Pela primeira vez, um relatório internacional avaliou de forma sistemática a capacidade das previsões climáticas sazonais de antecipar indicadores do setor energético. O estudo, elaborado pela Organização Meteorológica Mundial (OMM) em parceria com a Agência Internacional de Energias Renováveis (Irena), demonstra que esses modelos conseguem prever, com meses de antecedência, anomalias regionais na produção de energia solar e variações na demanda por eletricidade.
Em 2024, por exemplo, previsões divulgadas no início do verão conseguiram antecipar corretamente uma demanda energética elevada e um desempenho solar abaixo da média em amplas regiões da África. O resultado reforça o potencial dessas ferramentas como instrumentos estratégicos para o planejamento energético, a gestão de riscos e a tomada de decisões em políticas públicas e investimentos voltados à energia limpa.
Clima e energia cada vez mais interligados
O relatório aponta que as mudanças climáticas de longo prazo já vêm moldando de forma crescente o desempenho e a confiabilidade dos sistemas de energia renovável em escala global. As condições climáticas registradas ao longo de 2024 tiveram impactos diretos sobre a oferta de energia solar, eólica e hidrelétrica, além de influenciarem a demanda mundial por eletricidade.
A análise ganha ainda mais relevância em um contexto de rápida expansão do setor. A capacidade global instalada de energias renováveis ultrapassou 4,4 mil gigawatts, intensificando a interação entre clima, geração e consumo de energia.

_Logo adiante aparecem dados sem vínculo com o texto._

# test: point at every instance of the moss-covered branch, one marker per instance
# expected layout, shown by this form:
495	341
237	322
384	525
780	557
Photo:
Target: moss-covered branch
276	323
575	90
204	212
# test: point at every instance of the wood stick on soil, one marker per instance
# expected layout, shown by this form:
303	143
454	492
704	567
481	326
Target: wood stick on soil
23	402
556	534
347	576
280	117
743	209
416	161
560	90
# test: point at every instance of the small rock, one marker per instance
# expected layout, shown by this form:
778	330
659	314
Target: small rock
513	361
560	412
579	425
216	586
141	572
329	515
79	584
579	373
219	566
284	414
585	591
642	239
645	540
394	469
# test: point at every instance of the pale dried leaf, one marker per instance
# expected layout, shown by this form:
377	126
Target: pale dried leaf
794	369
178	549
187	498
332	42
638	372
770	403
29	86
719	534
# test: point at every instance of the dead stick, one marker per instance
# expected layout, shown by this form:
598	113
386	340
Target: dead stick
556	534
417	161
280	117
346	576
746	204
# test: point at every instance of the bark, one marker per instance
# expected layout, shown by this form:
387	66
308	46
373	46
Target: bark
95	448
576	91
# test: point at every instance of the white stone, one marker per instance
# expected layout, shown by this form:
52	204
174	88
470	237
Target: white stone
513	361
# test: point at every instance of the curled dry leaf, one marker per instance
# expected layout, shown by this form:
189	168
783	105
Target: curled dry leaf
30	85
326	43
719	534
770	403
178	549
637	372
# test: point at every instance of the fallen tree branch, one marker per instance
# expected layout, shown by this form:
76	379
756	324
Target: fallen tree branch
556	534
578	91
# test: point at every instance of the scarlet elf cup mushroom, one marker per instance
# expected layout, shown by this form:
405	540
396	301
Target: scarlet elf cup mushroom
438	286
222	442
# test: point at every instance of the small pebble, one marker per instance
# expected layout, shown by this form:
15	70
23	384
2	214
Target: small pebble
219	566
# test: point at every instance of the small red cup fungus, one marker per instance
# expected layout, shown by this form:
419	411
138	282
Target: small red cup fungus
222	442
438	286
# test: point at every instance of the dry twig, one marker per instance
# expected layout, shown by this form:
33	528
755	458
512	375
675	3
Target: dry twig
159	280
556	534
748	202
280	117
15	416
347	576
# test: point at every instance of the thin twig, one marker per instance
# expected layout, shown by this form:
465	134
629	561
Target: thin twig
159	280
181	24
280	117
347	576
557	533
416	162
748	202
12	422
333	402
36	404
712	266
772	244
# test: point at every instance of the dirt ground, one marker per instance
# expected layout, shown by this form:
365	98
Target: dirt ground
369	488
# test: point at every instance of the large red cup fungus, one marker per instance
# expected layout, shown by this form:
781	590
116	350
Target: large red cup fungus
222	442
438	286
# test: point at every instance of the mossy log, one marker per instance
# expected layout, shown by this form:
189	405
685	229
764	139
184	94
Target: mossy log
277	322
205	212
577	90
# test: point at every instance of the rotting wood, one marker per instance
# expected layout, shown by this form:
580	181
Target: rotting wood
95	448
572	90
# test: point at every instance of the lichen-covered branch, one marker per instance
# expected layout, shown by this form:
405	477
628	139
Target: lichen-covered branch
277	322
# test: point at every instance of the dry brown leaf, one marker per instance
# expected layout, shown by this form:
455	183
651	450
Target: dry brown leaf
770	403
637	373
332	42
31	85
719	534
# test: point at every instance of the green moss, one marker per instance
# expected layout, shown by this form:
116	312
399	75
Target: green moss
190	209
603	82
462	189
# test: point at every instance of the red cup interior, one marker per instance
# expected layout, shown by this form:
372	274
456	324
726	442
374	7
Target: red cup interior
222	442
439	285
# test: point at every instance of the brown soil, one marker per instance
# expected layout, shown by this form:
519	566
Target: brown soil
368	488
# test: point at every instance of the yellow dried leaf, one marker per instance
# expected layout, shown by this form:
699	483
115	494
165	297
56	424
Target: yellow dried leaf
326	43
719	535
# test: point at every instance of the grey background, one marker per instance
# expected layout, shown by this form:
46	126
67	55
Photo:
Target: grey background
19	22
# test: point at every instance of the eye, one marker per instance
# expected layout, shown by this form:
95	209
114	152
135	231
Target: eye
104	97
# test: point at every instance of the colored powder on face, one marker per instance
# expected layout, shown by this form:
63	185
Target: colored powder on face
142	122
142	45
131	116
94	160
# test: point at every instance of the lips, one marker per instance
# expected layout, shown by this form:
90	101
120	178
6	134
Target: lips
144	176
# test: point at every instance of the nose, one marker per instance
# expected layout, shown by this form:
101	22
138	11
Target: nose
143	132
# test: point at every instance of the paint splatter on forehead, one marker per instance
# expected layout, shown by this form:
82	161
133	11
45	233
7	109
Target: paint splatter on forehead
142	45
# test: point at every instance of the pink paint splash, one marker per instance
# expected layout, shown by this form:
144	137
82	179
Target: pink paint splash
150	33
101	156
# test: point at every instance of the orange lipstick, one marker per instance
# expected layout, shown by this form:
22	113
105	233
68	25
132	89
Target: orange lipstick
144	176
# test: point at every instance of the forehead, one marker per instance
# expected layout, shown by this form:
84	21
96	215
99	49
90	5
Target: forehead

Ano mais quente amplia pressões sobre o sistema energético
Segundo o relatório Energia Renovável Causada pelo Clima e Revisão da Demanda Energética, 2024 foi o ano mais quente já registrado, com temperaturas cerca de 1,55 °C acima dos níveis pré-industriais. Esse aquecimento provocou alterações regionais significativas no potencial de geração de energia renovável e contribuiu para um aumento de 4% na demanda global por energia influenciada pelo clima, em comparação com a média do período entre 1991 e 2020.
Contrastes regionais e eventos extremos
Com base em quatro indicadores principais — fatores de capacidade das energias eólica e solar, um indicador de precipitação associado à geração hidrelétrica e um indicador de demanda energética relacionado à temperatura — o relatório evidencia fortes contrastes regionais ao longo de 2024.
Na África Austral, a geração eólica cresceu entre 8% e 16%, enquanto a solar avançou de 2% a 6%. Em contrapartida, a produção hidrelétrica ficou abaixo da média pelo terceiro ano consecutivo, ao mesmo tempo em que a demanda por energia atingiu níveis recordes.
No Sul da Ásia, foram registrados déficits no desempenho das fontes eólica e solar, combinados com um aumento expressivo da demanda por eletricidade destinada à refrigeração. Já a África Oriental se beneficiou de chuvas acima da média, com ganhos na geração hidrelétrica. Em partes da América do Sul, o cenário foi oposto, com redução da energia hídrica e maior demanda energética em condições mais quentes e secas.
Implicações para políticas e investimentos em energia limpa
O estudo destaca que a incorporação sistemática de informações climáticas no planejamento energético é decisiva para o cumprimento das metas globais assumidas na COP28, no âmbito do Consenso dos Emirados Árabes Unidos, que prevê triplicar a capacidade de energias renováveis e dobrar a eficiência energética até 2030.
Entre as prioridades apontadas estão o fortalecimento dos sistemas de dados e observação meteorológica, a ampliação dos serviços climáticos regionais e o uso regular de previsões sazonais como base para políticas públicas e decisões de investimento.
Sistemas energéticos mais resilientes
Ao integrar ciência climática e análise do setor energético, o relatório da OMM e da Irena oferece evidências de que a variabilidade climática já influencia diretamente a produção e a demanda de energia em todo o mundo. Os dados reforçam a necessidade de sistemas energéticos mais resilientes, capazes de sustentar a transição para fontes limpas em um cenário de mudanças climáticas cada vez mais intensas.